$3.5 Billion in Title 1 Grants on the Way

$3.5 Billion in Title 1 Grants on the Way

More federal funds dedicated to raising student achievement.







 

Although state education officials have been focused recently on the Race to the Top fund, they are also looking at another pool of money scheduled to come their way in early 2010: $3.5 billion in Title 1 School Improvement Grants. These grants, funded by a FY2009 appropriation of $546 million and an additional $3 billion from the American Recovery and Reinvestment Act (ARRA), will be disbursed to states in proportion to their Title 1 eligibility. School districts will then apply to their respective states for subgrants.

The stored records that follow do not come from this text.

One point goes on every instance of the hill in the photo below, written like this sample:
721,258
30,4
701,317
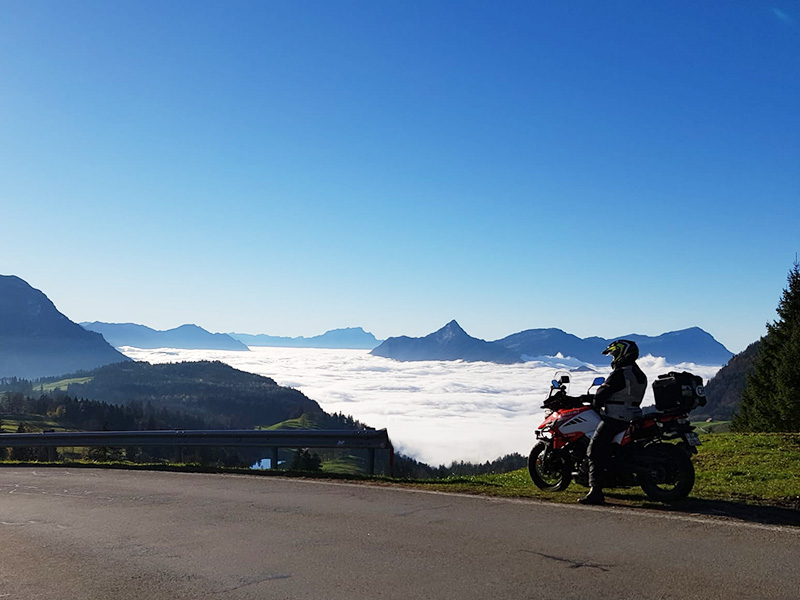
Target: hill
190,337
349,338
210,390
687,345
36,340
724,391
451,342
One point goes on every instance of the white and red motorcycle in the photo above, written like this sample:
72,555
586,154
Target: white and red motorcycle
645,455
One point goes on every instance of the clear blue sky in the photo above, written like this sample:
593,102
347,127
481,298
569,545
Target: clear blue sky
289,167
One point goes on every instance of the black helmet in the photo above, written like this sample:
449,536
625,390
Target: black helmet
623,353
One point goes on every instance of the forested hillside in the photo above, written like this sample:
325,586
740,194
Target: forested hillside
212,391
724,391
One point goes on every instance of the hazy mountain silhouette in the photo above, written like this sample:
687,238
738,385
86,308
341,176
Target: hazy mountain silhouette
687,345
190,337
451,342
36,340
349,338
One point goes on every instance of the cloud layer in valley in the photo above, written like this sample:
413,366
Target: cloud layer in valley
435,411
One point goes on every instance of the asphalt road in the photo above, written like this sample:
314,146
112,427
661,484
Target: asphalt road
92,534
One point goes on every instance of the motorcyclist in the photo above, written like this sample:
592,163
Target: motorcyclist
617,400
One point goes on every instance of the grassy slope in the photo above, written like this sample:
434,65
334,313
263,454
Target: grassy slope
751,469
756,469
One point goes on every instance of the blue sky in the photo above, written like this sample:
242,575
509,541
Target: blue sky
291,167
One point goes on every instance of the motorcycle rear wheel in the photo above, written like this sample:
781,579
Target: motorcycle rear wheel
670,476
551,471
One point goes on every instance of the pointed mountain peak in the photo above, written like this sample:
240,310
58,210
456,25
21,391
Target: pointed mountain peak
450,331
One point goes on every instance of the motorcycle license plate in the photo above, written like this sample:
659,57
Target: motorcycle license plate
692,439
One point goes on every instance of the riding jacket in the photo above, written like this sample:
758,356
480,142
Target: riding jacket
622,393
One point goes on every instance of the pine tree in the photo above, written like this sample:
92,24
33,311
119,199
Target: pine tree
771,399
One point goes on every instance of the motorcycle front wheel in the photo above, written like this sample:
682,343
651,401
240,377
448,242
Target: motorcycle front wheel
550,471
669,475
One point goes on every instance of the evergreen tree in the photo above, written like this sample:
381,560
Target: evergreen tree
771,399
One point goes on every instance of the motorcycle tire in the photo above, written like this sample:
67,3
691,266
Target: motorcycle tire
671,474
551,473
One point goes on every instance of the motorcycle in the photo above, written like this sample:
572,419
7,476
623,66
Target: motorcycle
644,455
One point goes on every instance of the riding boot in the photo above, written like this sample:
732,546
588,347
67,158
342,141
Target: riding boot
595,496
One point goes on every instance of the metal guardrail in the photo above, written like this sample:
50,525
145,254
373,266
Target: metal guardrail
359,439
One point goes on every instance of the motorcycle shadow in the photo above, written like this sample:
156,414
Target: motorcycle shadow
766,515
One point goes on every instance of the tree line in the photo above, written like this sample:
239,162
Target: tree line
770,401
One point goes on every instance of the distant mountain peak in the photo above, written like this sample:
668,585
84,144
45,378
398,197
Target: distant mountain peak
451,331
450,342
36,340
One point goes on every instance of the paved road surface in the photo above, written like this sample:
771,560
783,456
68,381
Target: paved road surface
94,534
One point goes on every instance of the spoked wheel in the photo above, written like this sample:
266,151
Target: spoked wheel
670,473
550,470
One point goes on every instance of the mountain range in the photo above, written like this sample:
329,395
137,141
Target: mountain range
190,337
350,337
36,340
451,342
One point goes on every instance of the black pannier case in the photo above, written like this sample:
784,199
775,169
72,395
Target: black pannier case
679,392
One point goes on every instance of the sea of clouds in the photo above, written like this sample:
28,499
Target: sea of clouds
434,411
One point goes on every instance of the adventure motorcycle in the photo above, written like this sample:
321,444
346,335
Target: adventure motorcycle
643,455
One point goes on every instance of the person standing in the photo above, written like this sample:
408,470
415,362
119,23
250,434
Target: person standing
617,401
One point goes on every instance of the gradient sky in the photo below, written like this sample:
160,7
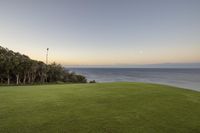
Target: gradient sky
103,32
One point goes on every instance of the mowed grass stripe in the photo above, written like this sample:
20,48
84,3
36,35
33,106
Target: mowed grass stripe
99,108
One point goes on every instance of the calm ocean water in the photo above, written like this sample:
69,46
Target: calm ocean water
185,78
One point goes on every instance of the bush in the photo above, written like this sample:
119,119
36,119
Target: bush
92,81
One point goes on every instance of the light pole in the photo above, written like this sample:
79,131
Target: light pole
47,56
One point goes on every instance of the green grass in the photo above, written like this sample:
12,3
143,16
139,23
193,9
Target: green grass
99,108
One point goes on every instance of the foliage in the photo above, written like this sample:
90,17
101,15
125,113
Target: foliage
16,68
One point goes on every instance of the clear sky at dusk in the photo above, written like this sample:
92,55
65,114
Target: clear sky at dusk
103,32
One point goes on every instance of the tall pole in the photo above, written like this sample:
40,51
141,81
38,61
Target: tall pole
47,55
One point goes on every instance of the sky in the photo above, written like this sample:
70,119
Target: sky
103,32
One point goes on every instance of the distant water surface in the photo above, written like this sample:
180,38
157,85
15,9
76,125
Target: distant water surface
185,78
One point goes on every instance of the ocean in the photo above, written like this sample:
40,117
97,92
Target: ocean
184,78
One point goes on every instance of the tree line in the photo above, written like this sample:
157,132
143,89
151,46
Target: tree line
16,68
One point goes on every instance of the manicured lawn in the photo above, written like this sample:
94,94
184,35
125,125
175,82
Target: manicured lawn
99,108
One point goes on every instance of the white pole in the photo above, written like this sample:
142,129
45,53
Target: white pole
47,56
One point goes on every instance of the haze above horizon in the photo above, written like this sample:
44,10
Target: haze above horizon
104,32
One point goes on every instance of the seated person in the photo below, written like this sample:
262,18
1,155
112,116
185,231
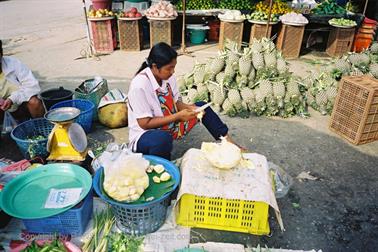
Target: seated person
156,112
18,89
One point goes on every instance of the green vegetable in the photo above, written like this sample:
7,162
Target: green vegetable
342,22
97,240
120,242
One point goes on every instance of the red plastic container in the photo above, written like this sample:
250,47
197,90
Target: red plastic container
101,4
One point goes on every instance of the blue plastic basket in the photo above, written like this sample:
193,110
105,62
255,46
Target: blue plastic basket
73,221
87,109
29,129
140,219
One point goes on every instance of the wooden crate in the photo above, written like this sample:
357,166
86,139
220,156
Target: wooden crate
340,41
231,31
355,112
258,31
289,40
103,35
160,31
130,35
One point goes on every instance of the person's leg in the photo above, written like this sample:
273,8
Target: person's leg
35,107
213,123
156,142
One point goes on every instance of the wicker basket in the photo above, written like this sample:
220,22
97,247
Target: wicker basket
160,31
258,31
290,40
355,113
130,35
103,35
231,31
340,41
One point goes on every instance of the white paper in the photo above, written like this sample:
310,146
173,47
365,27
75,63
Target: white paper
60,198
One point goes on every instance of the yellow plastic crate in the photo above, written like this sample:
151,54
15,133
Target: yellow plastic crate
224,214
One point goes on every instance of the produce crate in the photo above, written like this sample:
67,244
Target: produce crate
224,214
340,41
231,31
74,221
160,31
130,35
355,113
258,32
289,40
103,35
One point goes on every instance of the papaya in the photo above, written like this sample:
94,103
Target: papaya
113,115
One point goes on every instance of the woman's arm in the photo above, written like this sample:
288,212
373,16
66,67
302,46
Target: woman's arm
157,122
180,106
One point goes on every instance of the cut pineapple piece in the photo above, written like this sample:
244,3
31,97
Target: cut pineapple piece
159,169
165,177
156,179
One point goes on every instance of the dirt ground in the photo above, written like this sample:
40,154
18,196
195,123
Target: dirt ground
337,212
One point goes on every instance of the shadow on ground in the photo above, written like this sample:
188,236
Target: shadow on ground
337,212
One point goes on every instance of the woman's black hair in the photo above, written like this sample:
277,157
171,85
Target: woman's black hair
161,54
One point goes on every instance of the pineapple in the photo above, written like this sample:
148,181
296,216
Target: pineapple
234,96
321,100
185,99
374,48
217,96
199,74
203,93
293,92
245,65
374,68
342,65
282,66
270,59
247,95
266,88
331,93
252,74
220,77
260,106
217,65
258,60
192,95
241,81
181,83
228,108
279,93
256,46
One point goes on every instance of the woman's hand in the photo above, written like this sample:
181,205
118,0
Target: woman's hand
186,115
6,104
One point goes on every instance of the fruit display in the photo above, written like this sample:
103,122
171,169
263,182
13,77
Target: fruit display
100,13
342,22
255,80
328,7
132,13
235,4
162,9
293,18
278,7
223,155
197,5
262,16
231,15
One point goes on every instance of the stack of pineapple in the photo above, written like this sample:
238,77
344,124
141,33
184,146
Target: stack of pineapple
254,80
322,87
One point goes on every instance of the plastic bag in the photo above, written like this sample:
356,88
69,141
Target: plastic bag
282,180
9,123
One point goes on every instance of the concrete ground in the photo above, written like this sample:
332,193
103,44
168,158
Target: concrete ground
337,212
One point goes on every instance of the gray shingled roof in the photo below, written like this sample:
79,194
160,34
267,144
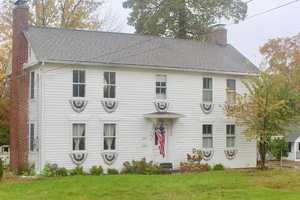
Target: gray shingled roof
61,45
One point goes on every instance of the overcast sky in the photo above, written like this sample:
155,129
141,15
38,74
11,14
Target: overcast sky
247,36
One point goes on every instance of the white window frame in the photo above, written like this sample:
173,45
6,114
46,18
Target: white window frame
229,135
30,137
208,135
230,91
116,135
72,136
78,83
159,95
32,85
208,90
109,85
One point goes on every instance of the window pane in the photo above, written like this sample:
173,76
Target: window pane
207,143
106,77
207,83
32,76
78,144
230,142
31,137
109,143
78,130
75,76
81,90
161,78
157,90
112,91
207,96
105,91
207,129
161,96
112,78
230,129
109,130
231,97
82,76
289,147
75,90
231,84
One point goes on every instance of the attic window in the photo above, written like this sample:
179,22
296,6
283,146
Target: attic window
109,85
161,86
32,86
207,90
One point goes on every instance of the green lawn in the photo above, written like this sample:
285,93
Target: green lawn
211,185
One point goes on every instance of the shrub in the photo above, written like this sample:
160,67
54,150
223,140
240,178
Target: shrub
112,171
140,167
1,169
218,167
78,171
26,169
278,147
62,172
96,171
49,170
193,167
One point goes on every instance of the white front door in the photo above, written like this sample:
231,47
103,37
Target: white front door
160,148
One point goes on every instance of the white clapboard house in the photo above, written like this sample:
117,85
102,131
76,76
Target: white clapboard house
102,98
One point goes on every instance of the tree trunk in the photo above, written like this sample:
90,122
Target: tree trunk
262,153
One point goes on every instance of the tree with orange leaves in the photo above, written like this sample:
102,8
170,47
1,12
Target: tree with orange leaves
283,57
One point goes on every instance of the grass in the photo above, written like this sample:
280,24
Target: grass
231,185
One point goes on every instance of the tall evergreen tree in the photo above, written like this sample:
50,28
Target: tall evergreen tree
187,19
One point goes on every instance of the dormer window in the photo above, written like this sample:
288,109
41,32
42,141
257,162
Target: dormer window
109,90
207,90
161,86
78,83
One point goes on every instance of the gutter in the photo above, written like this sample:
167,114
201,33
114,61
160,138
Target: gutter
28,65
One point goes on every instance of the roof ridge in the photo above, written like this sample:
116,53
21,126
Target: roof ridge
122,33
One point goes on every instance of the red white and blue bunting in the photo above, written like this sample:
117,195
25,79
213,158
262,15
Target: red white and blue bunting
207,154
207,107
230,153
109,157
161,105
110,105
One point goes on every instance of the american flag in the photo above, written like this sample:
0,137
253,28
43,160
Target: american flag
160,134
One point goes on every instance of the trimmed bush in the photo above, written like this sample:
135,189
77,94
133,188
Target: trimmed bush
193,167
26,169
112,171
62,172
78,171
218,167
49,170
96,171
140,167
1,170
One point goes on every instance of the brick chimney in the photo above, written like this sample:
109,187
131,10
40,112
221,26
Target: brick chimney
19,88
218,35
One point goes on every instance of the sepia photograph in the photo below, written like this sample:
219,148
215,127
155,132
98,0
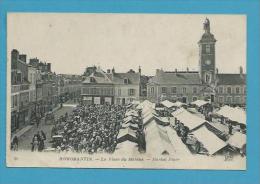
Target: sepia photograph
115,90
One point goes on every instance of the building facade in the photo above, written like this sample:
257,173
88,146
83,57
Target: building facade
206,84
110,87
20,105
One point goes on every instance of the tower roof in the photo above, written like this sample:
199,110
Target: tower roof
207,36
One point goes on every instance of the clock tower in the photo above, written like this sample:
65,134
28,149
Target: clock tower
207,55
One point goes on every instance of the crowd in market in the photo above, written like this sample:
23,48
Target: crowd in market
89,129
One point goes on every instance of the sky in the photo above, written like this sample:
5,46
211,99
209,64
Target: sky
73,41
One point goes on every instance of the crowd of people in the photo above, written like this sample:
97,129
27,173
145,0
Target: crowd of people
38,141
89,129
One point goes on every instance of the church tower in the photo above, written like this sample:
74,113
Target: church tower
207,55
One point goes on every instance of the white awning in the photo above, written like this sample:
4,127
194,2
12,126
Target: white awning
237,140
167,103
190,120
209,140
127,147
157,140
199,103
178,104
233,114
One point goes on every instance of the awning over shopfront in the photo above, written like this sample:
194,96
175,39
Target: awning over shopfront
127,147
234,114
126,134
157,140
167,103
200,103
237,140
189,120
209,140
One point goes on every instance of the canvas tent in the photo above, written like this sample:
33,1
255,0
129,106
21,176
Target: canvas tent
157,140
131,113
237,140
130,125
209,140
199,103
178,104
189,120
178,111
234,114
127,147
167,103
144,104
130,119
126,134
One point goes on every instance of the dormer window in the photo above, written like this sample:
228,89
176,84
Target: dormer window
92,79
207,48
126,81
208,78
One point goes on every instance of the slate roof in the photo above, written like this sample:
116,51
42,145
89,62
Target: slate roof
115,78
231,79
99,78
207,37
176,78
133,78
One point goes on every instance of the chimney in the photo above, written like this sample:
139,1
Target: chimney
157,71
139,70
49,67
241,70
22,57
14,58
216,71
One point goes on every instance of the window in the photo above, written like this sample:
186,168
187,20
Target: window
207,48
229,99
12,102
131,92
15,100
194,98
237,99
92,79
152,90
220,89
184,90
207,78
194,89
163,89
237,90
229,90
220,99
174,90
125,81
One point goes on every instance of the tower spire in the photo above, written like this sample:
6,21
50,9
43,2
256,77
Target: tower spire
206,25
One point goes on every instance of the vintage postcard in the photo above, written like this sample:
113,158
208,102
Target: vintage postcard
147,91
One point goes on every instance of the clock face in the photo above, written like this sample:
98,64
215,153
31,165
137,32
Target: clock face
208,62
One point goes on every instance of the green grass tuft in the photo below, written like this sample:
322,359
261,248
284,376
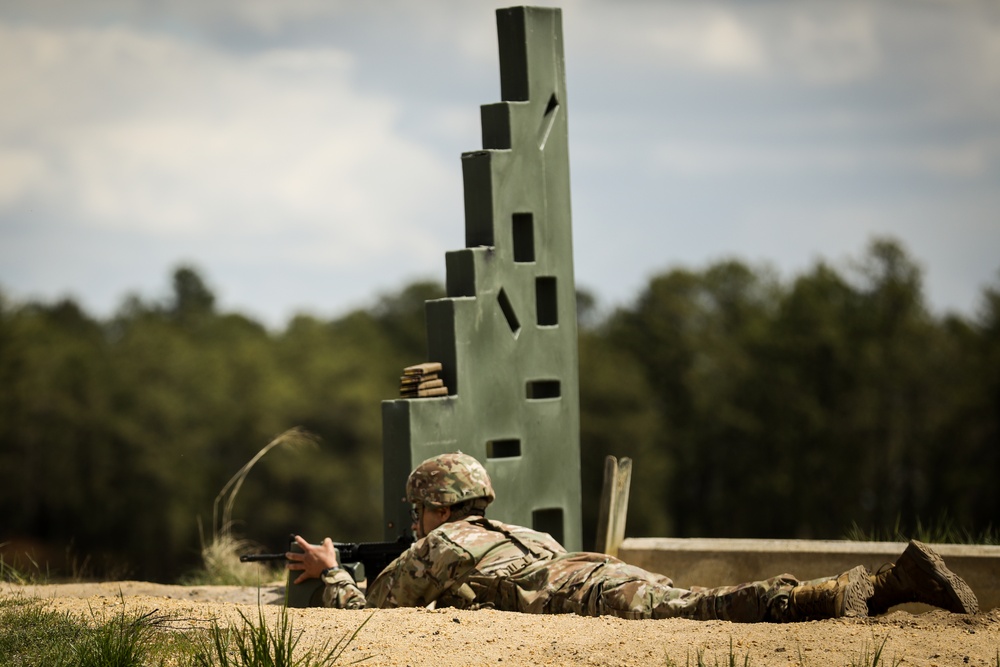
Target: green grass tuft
258,644
942,530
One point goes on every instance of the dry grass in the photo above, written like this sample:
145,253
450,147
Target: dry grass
221,555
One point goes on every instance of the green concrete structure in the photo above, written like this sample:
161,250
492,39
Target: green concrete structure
506,333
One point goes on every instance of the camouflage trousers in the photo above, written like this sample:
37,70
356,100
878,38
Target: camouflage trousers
625,591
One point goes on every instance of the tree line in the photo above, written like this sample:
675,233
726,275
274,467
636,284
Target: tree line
753,407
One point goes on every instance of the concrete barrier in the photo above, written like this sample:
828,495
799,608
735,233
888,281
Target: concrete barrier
724,562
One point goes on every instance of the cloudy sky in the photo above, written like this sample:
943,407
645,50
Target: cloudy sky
304,155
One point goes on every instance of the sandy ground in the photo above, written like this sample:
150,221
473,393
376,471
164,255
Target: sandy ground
447,637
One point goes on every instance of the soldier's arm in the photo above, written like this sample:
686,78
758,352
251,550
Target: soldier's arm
341,591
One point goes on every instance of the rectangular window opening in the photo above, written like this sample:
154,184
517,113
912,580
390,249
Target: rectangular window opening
523,231
546,302
503,449
539,389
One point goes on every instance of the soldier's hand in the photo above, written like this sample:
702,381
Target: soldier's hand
313,560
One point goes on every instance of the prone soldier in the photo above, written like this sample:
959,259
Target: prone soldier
462,559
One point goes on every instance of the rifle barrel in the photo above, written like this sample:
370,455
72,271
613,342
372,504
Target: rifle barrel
256,558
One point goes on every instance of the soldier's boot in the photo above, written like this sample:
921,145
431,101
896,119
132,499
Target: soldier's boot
920,575
846,595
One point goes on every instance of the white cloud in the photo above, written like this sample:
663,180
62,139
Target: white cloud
711,159
667,36
142,133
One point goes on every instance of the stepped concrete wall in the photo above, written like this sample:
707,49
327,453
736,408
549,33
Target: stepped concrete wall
723,562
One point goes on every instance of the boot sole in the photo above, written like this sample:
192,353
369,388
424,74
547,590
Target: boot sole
959,597
859,588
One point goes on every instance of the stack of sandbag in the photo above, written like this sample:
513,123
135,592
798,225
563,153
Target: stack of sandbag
422,381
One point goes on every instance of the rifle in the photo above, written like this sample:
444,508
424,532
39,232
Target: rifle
358,558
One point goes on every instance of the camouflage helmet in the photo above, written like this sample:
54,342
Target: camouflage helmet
449,479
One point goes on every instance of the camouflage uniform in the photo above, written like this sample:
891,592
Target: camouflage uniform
475,562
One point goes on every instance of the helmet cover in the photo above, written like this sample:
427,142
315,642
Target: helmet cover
449,479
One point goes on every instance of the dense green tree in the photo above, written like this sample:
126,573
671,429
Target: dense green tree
751,407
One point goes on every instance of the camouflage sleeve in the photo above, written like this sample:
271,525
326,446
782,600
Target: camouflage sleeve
341,591
421,574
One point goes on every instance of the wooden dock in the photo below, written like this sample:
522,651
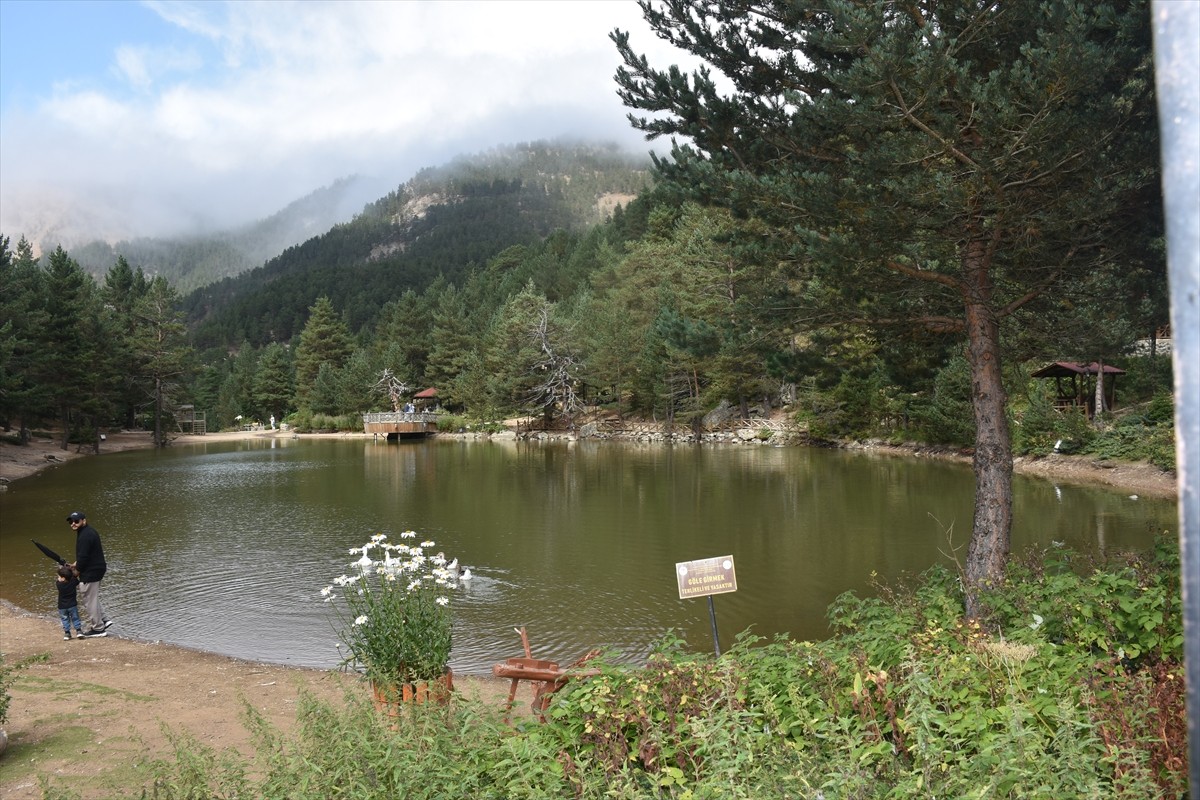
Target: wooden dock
401,425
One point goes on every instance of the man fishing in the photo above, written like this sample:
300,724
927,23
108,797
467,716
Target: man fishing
90,566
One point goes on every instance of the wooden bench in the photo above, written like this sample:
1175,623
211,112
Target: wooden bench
545,675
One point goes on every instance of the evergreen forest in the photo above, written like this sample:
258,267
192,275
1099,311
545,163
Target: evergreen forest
885,227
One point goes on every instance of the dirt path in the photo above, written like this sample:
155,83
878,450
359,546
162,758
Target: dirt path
91,714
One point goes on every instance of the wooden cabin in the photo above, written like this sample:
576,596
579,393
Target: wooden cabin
1075,384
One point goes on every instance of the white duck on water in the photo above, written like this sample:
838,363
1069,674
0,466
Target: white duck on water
461,572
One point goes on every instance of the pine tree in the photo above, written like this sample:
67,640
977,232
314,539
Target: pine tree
325,340
937,163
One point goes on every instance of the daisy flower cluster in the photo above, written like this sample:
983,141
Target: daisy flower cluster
393,607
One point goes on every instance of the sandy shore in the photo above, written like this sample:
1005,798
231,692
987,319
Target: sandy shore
118,697
113,696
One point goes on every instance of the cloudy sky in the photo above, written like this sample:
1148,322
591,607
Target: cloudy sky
144,118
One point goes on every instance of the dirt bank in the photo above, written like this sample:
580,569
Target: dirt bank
91,714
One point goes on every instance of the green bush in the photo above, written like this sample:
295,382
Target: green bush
1041,428
1134,438
1069,686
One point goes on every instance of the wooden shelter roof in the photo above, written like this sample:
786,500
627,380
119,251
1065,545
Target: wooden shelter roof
1068,368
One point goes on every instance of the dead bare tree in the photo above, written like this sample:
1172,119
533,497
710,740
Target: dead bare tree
394,386
558,368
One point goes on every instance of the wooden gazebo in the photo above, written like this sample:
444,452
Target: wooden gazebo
1075,384
425,400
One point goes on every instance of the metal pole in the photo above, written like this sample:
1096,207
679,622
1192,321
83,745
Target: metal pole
712,617
1176,67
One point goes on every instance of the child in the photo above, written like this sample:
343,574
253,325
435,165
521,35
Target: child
69,603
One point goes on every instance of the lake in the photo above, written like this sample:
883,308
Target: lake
226,546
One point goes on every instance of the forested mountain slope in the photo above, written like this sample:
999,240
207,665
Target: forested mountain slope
192,262
442,223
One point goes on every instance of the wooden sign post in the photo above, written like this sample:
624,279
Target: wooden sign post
707,577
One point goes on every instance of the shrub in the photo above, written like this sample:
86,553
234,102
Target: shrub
1041,427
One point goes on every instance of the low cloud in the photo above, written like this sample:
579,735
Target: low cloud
252,104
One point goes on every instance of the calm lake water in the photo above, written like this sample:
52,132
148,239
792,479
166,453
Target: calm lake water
226,546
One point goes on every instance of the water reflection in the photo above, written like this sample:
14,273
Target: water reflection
226,546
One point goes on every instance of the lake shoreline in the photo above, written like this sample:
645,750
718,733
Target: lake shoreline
18,462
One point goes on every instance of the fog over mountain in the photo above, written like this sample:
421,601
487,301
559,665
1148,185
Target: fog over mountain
168,120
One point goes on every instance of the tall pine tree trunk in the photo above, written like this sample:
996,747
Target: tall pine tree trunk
991,530
157,413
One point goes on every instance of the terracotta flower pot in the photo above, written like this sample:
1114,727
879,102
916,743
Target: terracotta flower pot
390,699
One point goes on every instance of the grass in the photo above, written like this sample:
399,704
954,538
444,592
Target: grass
1069,686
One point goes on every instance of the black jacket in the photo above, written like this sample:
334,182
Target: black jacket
89,555
67,596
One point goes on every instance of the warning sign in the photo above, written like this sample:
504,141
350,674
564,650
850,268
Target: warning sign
706,577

Speaking about the grants in late August, Education Secretary Arne Duncan said, “If we are to put an end to stubborn cycles of poverty and social failure, and put our country on track for long-term economic prosperity, we must address the needs of children who have long been ignored and marginalized in chronically low-achieving schools.”


Under the proposed rules, each district receiving funding would need to demonstrate its commitment to raising student achievement by employing one of four interventions in each of its qualifying low-performing schools.


? Turnaround. The principal and at least 50 percent of the staff would be replaced, and changes would be made to the governance structure and the instructional program.


? Restart. The school would close and reopen under the management of an educational or charter management organization.


? Closure. The school would close, and students would be assigned to other schools in the district.


? Transformation. The district would initiate a sweeping change in the school that would include replacing the principal, extending learning time for students and planning time for teachers, and providing sustained support.


In order to ensure that districts carefully match schools with appropriate intervention methods, any district with nine or more qualifying schools would not be permitted to use any one method in more than half of its schools.